Development of Anti-spam PageRank algorithms
Article: https://ieeexplore.ieee.org/document/7960003
In class, we explored web search algorithms and specifically, the PageRank algorithm, which is used by the Google search engine to rank web pages in search results. It works with the assumption that highly ranked pages are referenced a lot, and by other highly ranked pages as well. In class and in the textbook, we look into the details of very basic PageRank update rules, and also explored the concept of “cheating the system” and how a good understanding of the PageRank algorithm can be exploited in order to give pages a higher ranking than they should.

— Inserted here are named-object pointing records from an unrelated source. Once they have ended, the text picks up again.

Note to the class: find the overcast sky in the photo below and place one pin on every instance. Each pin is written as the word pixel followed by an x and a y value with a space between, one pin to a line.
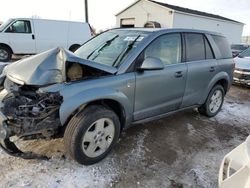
pixel 102 12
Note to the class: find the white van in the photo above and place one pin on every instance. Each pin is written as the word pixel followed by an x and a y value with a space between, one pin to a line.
pixel 31 36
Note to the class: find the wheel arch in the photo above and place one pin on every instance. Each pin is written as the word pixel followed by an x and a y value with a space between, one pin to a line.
pixel 115 101
pixel 221 78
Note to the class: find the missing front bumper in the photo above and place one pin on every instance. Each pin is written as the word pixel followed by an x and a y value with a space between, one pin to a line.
pixel 10 147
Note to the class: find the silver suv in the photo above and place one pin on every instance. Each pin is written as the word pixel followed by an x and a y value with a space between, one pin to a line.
pixel 119 78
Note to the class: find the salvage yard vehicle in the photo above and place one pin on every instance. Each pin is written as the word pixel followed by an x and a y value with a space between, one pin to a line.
pixel 242 68
pixel 31 36
pixel 119 78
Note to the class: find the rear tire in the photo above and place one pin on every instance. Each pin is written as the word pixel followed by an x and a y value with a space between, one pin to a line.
pixel 213 102
pixel 91 134
pixel 5 54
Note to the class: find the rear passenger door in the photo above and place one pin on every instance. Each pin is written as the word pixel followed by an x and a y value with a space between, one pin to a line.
pixel 201 64
pixel 160 91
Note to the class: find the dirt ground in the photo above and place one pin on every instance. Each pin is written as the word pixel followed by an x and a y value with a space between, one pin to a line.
pixel 182 150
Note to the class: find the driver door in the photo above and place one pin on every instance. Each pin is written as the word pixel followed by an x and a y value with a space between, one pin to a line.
pixel 161 91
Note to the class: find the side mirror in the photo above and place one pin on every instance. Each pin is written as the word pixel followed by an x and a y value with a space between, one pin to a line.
pixel 10 29
pixel 151 63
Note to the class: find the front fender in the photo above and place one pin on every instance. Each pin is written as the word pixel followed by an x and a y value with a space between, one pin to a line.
pixel 81 99
pixel 216 78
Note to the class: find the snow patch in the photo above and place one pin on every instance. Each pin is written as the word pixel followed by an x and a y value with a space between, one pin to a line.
pixel 234 113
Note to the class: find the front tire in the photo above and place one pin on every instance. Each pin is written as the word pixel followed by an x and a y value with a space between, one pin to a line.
pixel 213 102
pixel 91 134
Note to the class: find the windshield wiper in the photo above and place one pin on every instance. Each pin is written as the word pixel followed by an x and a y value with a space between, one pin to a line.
pixel 124 52
pixel 100 48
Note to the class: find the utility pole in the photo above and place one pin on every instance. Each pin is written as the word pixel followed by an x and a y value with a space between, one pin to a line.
pixel 86 12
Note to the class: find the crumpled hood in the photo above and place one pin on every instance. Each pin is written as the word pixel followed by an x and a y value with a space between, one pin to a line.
pixel 242 63
pixel 48 67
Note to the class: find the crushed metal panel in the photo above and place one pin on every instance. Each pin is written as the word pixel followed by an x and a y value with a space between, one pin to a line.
pixel 48 67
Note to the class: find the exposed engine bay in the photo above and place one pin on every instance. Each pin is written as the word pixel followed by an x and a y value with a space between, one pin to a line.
pixel 27 112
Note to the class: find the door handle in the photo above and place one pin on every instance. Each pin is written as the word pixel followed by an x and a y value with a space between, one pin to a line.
pixel 178 74
pixel 212 69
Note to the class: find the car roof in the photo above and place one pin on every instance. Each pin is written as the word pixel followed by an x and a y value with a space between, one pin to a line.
pixel 170 30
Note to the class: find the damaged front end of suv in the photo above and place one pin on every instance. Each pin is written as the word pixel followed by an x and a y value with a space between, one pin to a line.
pixel 26 111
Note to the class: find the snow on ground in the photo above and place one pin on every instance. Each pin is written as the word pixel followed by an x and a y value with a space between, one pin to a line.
pixel 61 172
pixel 234 113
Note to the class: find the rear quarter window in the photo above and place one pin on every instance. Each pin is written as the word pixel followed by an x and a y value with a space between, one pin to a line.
pixel 223 46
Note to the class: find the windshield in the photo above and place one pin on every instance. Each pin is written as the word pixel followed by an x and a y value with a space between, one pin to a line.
pixel 111 47
pixel 240 47
pixel 3 26
pixel 245 53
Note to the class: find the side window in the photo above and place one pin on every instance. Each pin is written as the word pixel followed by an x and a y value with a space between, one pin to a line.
pixel 20 26
pixel 223 46
pixel 167 48
pixel 195 47
pixel 209 52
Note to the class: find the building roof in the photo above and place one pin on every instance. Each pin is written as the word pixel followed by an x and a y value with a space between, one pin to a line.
pixel 185 10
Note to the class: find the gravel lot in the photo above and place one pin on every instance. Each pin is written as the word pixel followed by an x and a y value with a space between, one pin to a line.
pixel 182 150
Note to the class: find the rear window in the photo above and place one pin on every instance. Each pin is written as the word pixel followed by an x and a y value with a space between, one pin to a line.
pixel 223 46
pixel 195 47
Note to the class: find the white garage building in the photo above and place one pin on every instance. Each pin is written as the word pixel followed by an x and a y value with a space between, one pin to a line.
pixel 143 12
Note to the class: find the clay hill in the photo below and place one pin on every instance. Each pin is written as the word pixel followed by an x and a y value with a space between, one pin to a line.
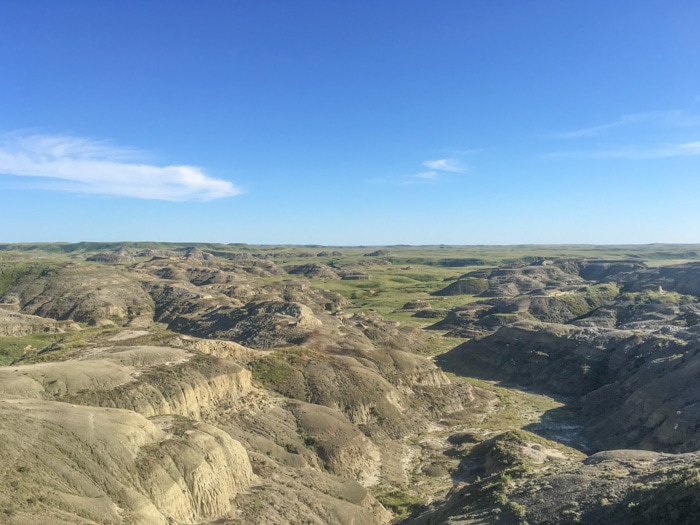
pixel 153 383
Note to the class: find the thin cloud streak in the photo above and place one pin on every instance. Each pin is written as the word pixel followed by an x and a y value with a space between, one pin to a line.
pixel 83 165
pixel 671 118
pixel 635 153
pixel 449 165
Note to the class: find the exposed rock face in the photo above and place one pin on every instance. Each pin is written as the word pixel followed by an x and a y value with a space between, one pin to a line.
pixel 84 293
pixel 466 286
pixel 154 473
pixel 15 324
pixel 272 400
pixel 259 325
pixel 616 487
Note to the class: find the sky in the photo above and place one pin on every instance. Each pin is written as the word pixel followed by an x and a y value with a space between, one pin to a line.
pixel 350 122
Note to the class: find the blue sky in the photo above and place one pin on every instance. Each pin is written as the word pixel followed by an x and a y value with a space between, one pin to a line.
pixel 350 122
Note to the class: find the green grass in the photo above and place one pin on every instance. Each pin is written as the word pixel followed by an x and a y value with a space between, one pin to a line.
pixel 402 503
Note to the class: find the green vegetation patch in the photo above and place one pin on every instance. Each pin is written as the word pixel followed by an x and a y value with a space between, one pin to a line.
pixel 400 502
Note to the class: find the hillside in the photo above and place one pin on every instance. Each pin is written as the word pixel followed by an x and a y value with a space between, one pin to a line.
pixel 166 383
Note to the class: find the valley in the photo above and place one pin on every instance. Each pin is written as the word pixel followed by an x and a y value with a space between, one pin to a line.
pixel 234 384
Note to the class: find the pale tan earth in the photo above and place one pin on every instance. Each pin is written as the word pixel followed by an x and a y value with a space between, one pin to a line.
pixel 179 386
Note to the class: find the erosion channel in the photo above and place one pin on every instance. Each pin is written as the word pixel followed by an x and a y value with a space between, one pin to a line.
pixel 233 384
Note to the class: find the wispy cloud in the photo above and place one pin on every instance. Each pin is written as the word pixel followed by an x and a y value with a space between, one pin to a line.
pixel 670 118
pixel 83 165
pixel 449 165
pixel 636 153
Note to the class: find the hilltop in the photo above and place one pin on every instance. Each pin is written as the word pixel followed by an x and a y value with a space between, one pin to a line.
pixel 204 383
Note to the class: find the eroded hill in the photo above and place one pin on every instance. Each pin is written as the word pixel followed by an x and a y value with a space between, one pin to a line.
pixel 171 384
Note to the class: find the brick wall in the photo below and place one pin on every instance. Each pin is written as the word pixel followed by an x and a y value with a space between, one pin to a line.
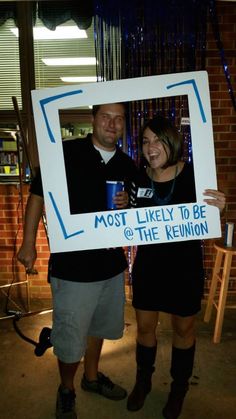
pixel 11 212
pixel 224 127
pixel 224 119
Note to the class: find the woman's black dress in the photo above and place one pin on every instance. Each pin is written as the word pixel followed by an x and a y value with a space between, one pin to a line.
pixel 169 277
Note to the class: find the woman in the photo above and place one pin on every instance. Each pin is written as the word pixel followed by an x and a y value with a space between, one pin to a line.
pixel 177 285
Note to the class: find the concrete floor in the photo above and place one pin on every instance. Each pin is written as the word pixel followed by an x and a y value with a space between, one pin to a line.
pixel 28 384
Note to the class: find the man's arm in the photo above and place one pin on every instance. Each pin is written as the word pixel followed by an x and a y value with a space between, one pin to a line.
pixel 34 209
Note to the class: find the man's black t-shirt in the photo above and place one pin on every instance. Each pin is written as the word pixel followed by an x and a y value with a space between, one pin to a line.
pixel 86 175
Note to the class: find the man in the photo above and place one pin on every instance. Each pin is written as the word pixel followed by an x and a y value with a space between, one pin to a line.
pixel 87 286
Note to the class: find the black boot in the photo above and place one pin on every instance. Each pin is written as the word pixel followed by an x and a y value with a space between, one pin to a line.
pixel 145 358
pixel 181 371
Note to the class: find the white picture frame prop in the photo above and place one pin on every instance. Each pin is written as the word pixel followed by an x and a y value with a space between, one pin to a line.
pixel 127 227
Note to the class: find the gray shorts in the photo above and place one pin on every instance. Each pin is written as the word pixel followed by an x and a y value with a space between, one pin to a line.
pixel 85 309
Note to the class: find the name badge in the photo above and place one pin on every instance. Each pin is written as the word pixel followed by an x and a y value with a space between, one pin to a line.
pixel 145 193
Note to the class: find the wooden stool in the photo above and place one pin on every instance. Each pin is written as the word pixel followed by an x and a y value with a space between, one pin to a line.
pixel 227 252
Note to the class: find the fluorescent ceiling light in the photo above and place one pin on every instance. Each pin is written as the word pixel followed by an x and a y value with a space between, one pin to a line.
pixel 89 79
pixel 70 61
pixel 61 32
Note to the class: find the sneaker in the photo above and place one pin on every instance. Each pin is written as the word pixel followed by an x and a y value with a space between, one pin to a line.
pixel 104 386
pixel 65 407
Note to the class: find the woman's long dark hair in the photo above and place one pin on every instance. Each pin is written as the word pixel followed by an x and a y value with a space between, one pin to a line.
pixel 168 134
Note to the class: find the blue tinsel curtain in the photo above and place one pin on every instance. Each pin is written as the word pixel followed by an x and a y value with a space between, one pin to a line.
pixel 138 38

This article published in the 2017 and presented at the IEEE/ACIS International Conference on Computer and Information Science explains an algorithm that improves upon the PageRank algorithm in order to prevent link spamming and cheating by websites to get a higher rank than they should have. The article brings up link farms, a common method of link spamming, described as “a group of meticulously organized web pages where many cheating pages hyperlink to other sites to increase the link popularity of other sites”. Existing algorithms improved upon PageRank with the same goals, such as TrustRank and BadRank, use the assumption that good and “non-cheating” sites link to other good sites, and bad spam sites link to other bad sites, such as in the case of link farms. Therefore, the improved algorithms use a whitelist or blacklist system to access how likely a page is of manipulating its rank to be higher than it should be to account for link farms and other similar methods of web spamming. The new algorithm presented in the article uses strategies from other algorithms including TrustRank and BadRank’s whitelist and blacklist systems, and shows promising results. The fact that the article was published in 2017 also shows that research and breakthroughs continue to be made in this area of information science and networking. And as we gain a better understanding of the web and search engine operations, more methods of attacking or abusing the system will surface, further prompting more research to combat them.